Blessed Are the Peacemakers by Joe W. Smith
reviewed by Deb Houdek Rule for Civil War St. Louis
Joe W. Smith, author of “Blessed Are the Peacemakers” tackles the difficult subject of the bushwhacker war in the Ozark countryside of Arkansas near the Missouri-Arkansas border during the Civil War. He does this in a fiction novel with a blending of history and legend that reaches back to the very dawn of time.
“In the beginning…” the book begins with creation itself, a seemingly strange place to start a Civil War novel, yet as Smith draws together the threads of geological development, and human development, in the Ozarks he sets the stage for all later events. The first major character to whom we’re introduced is, of all things, a pack rat living in a silver-laden cave. This lowly pack rat, and its descendants, evolve into interesting, unique characters that keep reappearing until providing a vital role at the novel’s climax.
This is only the first of the book’s many, diverse characters whose lives and histories are traced back to their distant, ancestral pasts. Not shying away from controversial areas or characters, Smith follows the story of a maimed Confederate soldier with a ‘poor white trash’ past; a Zulu youth captured by slave traders and brought into bitterly resented slavery (historically unlikely but the author acknowledges that and makes it work); an American Indian who had been displaced from his Kentucky home by white settlers; slaveowners, kind and cruel; slaves who had been broken into submission and others who strove for freedom, some by joining the Confederates and some by joining the Unionists. He also brings in the bushwhackers whose background could be from any side and whose loyalties are often only to themselves, as well as the farmers—men, women, and children—struggling to survive amidst the killing and pillaging. In telling their individual stories, Smith creates an overall picture of the Ozark area, its people, how it came to be as it was during the war, and beyond with vignettes reaching into the present with descendents of many of these characters showing in some measure the far-reaching impact of the generations distant war.
The characters, regardless of the side they were on, were handled in a balanced, fair manner that is greatly to the author’s credit. The good guys weren’t all purely good, and the bad guys were seldom purely evil. Indeed, in keeping with the convoluted nature of war in this area, it is often difficult to tell exactly with which side any character’s sympathies lay. Survival became the rule for most, a thing unrelated to the grand political and social issues being fought over by the armies to the east.

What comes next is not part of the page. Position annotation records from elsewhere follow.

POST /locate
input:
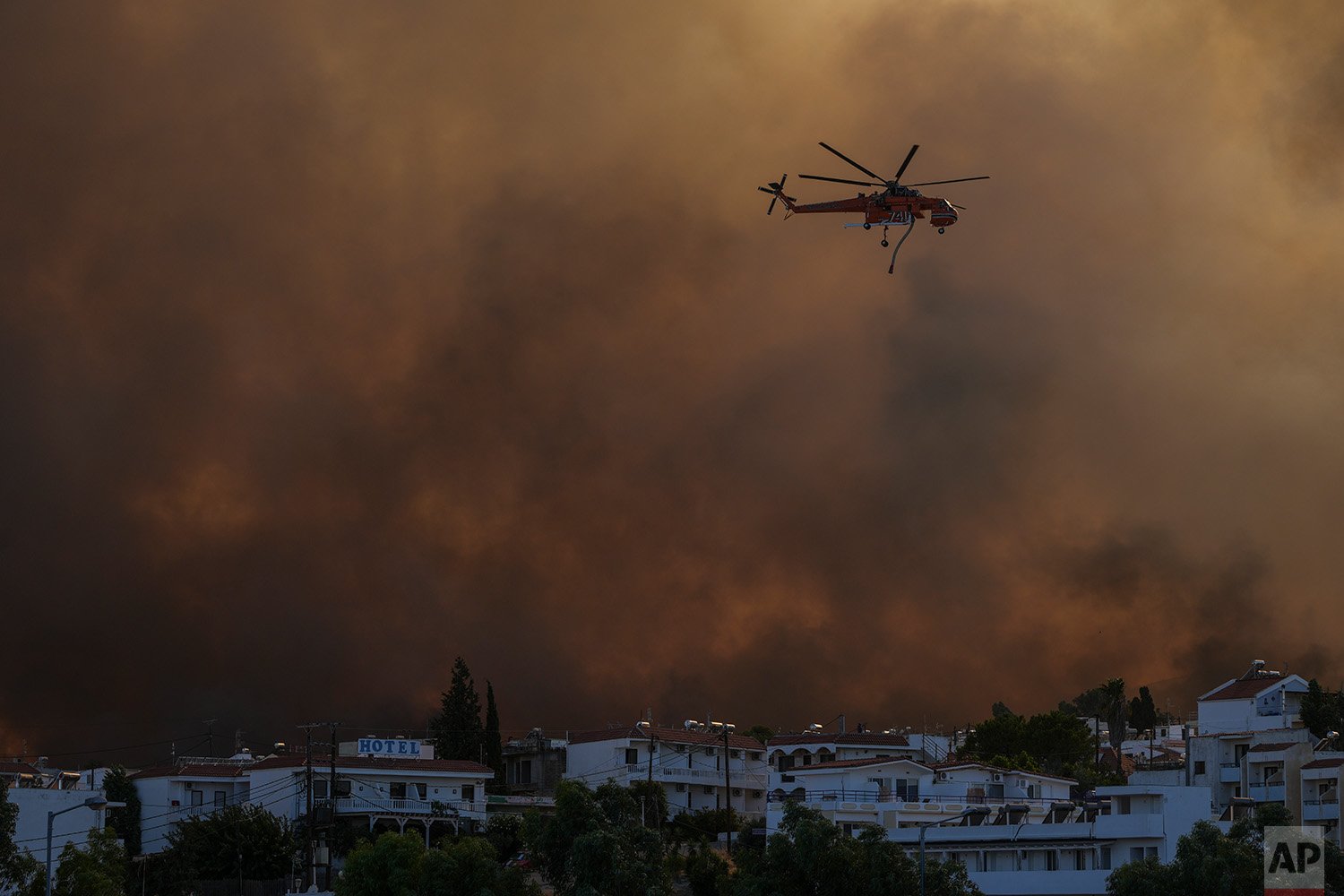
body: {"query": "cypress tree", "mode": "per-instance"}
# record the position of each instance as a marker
(494, 745)
(457, 728)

The story, itself, was an interesting read that kept me up late several nights. Though sometimes puzzled by the direction the storytelling was taking, I always wanted to continue on to see where the author was leading me and how some seemingly odd sections would lead into the rest of the story (such as when the author managed to bring a centuries past Viking battle into the thread of one character’s past).
“Blessed Are the Peacemakers” is not small in scope though it ultimately focuses on a small area of the Ozarks. Interestingly, most of the violent action takes place off-screen, with the emphasis being on how the people cope with the aftereffects. This struck me oddly as the first battle scene was bypassed, yet as the story progressed this technique worked. Fights and battles are fleeting, their impact on the participants lasts.
Smith includes several historical figures, including Nathan Bedford Forrest and Wild Bill Hickock. Though his historical research seems to be sound, and is certainly far-reaching, there are a few errors that slip through. Most of these are relatively minor time-line errors involving the more famous of the Missouri bushwhacker/guerrillas—the James, Youngers, and Bloody Bill Anderson with the first two becoming famous far before they really did and the latter said to be dead several times before he really was. An historical notes section at the end—unusual, but appreciated, in a fiction novel—clarifies many areas as to what is documented history, what is legend, and what is the author’s own creation.
The writing sometimes lacks polish, with the point-of-view jumping from character to character without warning. The timeline of events is often confusing. There was also a tendency to use flashbacks without making it entirely clear when we reach present time again. Overall, however, the flavor of the writing style overcomes these technical writing issues.
This is to be a considered a recommended novel on its own merits but especially so for those interested in the Civil War in the Trans-Mississippi where good fiction is rare.